Les conditions de l’éboulement historique du Mont Granier de 1248 admises depuis trente ans sont que les marnes gorgées d’eau qui sont à la base de la falaise, auraient entrainé le « glissement de l’ensemble des terrains sur une surface de stratification des marnes valanginiennes » (Goguel & Pachoud, Géologie et dynamique de l’écroulement du mont Granier dans le massif de la chartreuse en novembre 1248, 1972). Les recherches récentes, appuyées sur des sondages géologiques, ont proposé une extension maximum de la coulée de débris qui fait aujourd’hui référence (Nicoud & al, Données nouvelles sur la nature et l’extension du glissement historique du Granier, 1998).

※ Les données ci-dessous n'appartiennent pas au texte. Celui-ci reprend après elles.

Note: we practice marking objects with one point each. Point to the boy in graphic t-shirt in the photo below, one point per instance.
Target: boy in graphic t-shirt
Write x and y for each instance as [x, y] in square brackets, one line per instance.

Néanmoins, Des interrogations demeurent sur la répartition des différents matériaux glissés au sein de la coulée de boue, ou encore la possibilité d’évènements géologiques antérieurs au XIIIe s.(73). Par exemple, la récente découverte de vestiges gallo-romains en place dans la zone théoriquement recouverte par l’éboulement a bouleversé ces acquis (AMPM, Bulletin n°8, 2010). La distance entre ce site et les limites proposées jusqu’à présent est de plus d’un kilomètre. Une cartographie sommaire de la répartition spatiale des galets calcaires (théoriquement intra-éboulement) et des galets alpins ( théoriquement extra-éboulemement) affleurant à la surface du sol a permis de mettre en évidence d’autres sites qui posent question.

La carte de répartition de ces sites associée avec les différentes extensions proposées au cours du XXe s. (figure ci-dessous) permet d’observer que certaines propositions de limites précédentes sont en meilleure adéquation avec les récentes découvertes. Ainsi, pour le nord de la zone, ce sont les limites proposées par Bollon (Bollon, 1998) qui correspondent le mieux à nos propres observations. Pour le sud de la zone, ce sont les limites proposées sur la carte géologique de 1969 qui se rapprochent le plus du site gallo-romain fouillé en 2010 (Barféty & Gidon, 1969). Ces deux limites d’extension ont peut-être en commun la méthodologie de leurs auteurs. Ainsi Bollon(74) fait part de ces observations de terrain selon le paysage, la présence de mollards ou de rochers, l’examen attentif du sol de surface… (Bollon, 1998, pp. 56-58). A l’inverse l’article de Nicoud et al. semble n’être appuyé que sur les sondages géologiques. Par ailleurs, comment expliquer, alors qu’il existe de vrais contrastes topographiques sur le terrain, qu’il n’y soient pas évoqués.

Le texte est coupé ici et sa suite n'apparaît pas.